Two weeks after suffering a horrific left ankle injury mere minutes into his first game as a member of the Boston Celtics, Gordon Hayward declared himself out for the rest of the 2017-18 NBA season. Four and a half months later, though, the All-Star forward says he’s no longer so sure about that.
In the months since Hayward’s devastating opening-night injury, Hayward and the Celtics have kept the door to a Hayward return ever so slightly ajar. As the 27-year-old forward has progressed from surgery to sit-down shooting to getting out of his ankle boot, Celtics fans have continued to hold out hope that the former Utah Jazz star who chose Boston as one of last summer’s most sought-after free agents would be able to get back on the court in time to bolster their team’s chances of toppling LeBron James’ Cleveland Cavaliers (or whoever else winds up atop the Eastern Conference) and returning to the NBA Finals for the first time since 2010.
Coach Brad Stevens, for his part, has thrown bucket after bucket of cold water on the prospect, saying flatly twice in the last month — including last week — that Hayward would not play for the Celtics this season. But despite the coach’s protestations, and despite multiple other sources close to the situation — like Hayward’s own father — saying this week that they don’t believe Hayward will return to the court before next season, many Celtics fans see stuff like the recently released video of Hayward going through ball-handling workouts and shooting jumpers and continue to believe that he’ll come back before year’s end.
“Whether they want to activate him, whether they want to play him or not, that’s a whole different question. But I truly believe that before the playoffs are over, we’ll see him in a Celtics uniform,” Mike Gorman, the team’s longtime play-by-play broadcaster, said this week. “I just believe it.”
Beliefs, though, can vary from person to person.
“I don’t believe that Gordon thinks he’s going to play [this season],” Celtics president of basketball operations Danny Ainge said this week. “I don’t think so, no.”
Evidently, Ainge was wrong.
From ESPN’s Chris Forsberg:
“My thoughts are that I take it day by day. And I said that from the very beginning, that’s what I would do, not putting a timetable on it,” Hayward said Friday while unveiling a new gym for students at the Timilty Middle School in Roxbury. “The recovery is going well. I’m progressing well. I was in the facility this morning, will be in the facility tomorrow. And that’s kinda my goal — just really focusing day by day.” […]
“The hope is still there,” Hayward said. “It’s something where I’m really honestly not even thinking about it. I know we’re getting toward the end of the year. It’s something that I’m still working toward, but if it doesn’t happen, it doesn’t happen.”
To be clear: the odds are still very much that it won’t happen. Our Chris Mannix wrote that, before last month’s All-Star break, Hayward’s “ankle was still swollen and still purpleish, which makes it impossible to believe he will be ready to play before mid-April.” Stevens said last week that Hayward is “a super long way away from even being on 1-on-0 workout where he’s cutting.” Ainge said Thursday that Hayward is “not even full weight-bearing on his foot doing anything yet,” and that “once he’s 100-percent cleared physically, which he’s not close to that yet, there’s a long process of just getting your mind and your confidence in your foot and overcoming the mental part of it.”
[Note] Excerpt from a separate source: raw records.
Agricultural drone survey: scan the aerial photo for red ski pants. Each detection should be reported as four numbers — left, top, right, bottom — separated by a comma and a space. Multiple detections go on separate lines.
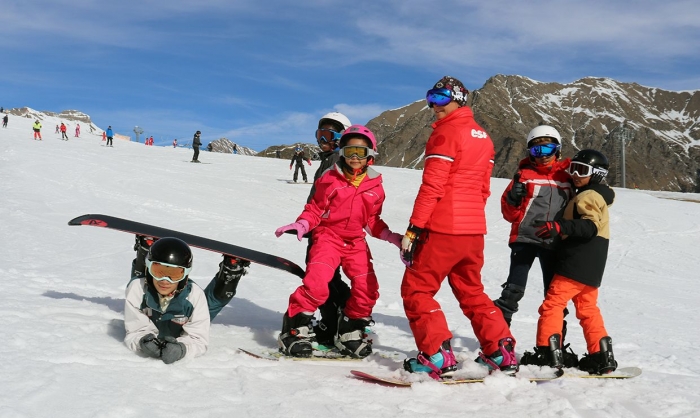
401, 232, 513, 355
287, 231, 379, 319
537, 274, 608, 353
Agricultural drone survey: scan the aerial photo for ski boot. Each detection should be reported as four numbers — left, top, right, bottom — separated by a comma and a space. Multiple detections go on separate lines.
333, 311, 374, 358
474, 338, 519, 375
214, 255, 250, 304
403, 340, 457, 380
131, 235, 158, 278
520, 334, 564, 369
277, 312, 316, 357
578, 337, 617, 375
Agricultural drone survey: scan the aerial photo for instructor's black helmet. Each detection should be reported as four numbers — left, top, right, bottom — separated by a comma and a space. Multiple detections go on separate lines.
571, 149, 610, 183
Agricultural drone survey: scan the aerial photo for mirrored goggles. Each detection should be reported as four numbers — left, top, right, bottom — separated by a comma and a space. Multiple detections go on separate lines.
567, 161, 608, 177
146, 259, 192, 284
316, 129, 342, 144
528, 144, 561, 158
340, 145, 374, 160
425, 88, 452, 109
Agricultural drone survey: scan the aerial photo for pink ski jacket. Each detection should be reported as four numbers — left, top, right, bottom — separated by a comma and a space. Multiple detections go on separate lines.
297, 164, 387, 242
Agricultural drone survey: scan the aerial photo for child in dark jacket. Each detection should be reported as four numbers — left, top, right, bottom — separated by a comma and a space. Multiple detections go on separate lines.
521, 149, 617, 374
493, 125, 573, 326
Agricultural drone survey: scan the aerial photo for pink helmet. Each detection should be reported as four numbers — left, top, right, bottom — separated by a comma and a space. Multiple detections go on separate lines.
338, 125, 377, 152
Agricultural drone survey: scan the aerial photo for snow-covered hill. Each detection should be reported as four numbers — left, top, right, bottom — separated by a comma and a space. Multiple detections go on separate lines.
0, 117, 700, 418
By all accounts, Hayward’s doing everything he can to put himself in position to prove the doubters wrong. He told reporters that he “ran at 70 percent of his body weight on an anti-gravity treadmill at the team’s practice facility Friday morning,” and that once he gets to 80 percent, “he expects to be able to transition to running on his full body weight.” He’s still a far way off from explosive leaping, but he said he “can do ‘baby jumps,'” which is something, at least.
Actually, it’s a hell of a lot more than “something,” considering how dire Hayward’s situation seemed on opening night. But with only 16 games left in the regular season, it just doesn’t seem like nearly enough to believe that Hayward will be able to get on the court for live action before April 11. And if he can’t do that, then asking him to go from six months on the shelf to the line of fire in the crucible of the playoffs would seem tantamount to malpractice on the parts of Ainge, Stevens and the Celtics’ decision-makers.
It makes all the sense in the world that Hayward would work with this goal in mind, and he deserves all the credit in the world for attacking his rehab so aggressively that we’re even having this conversation. It’s a wonderful idea. It would make an amazing story. But with just five weeks to go until the start of the playoffs, I think we have to put the idea of Gordon Hayward suiting up again as a member of the 2017-18 Boston Celtics squarely in the “I’ll believe it when I see it” category.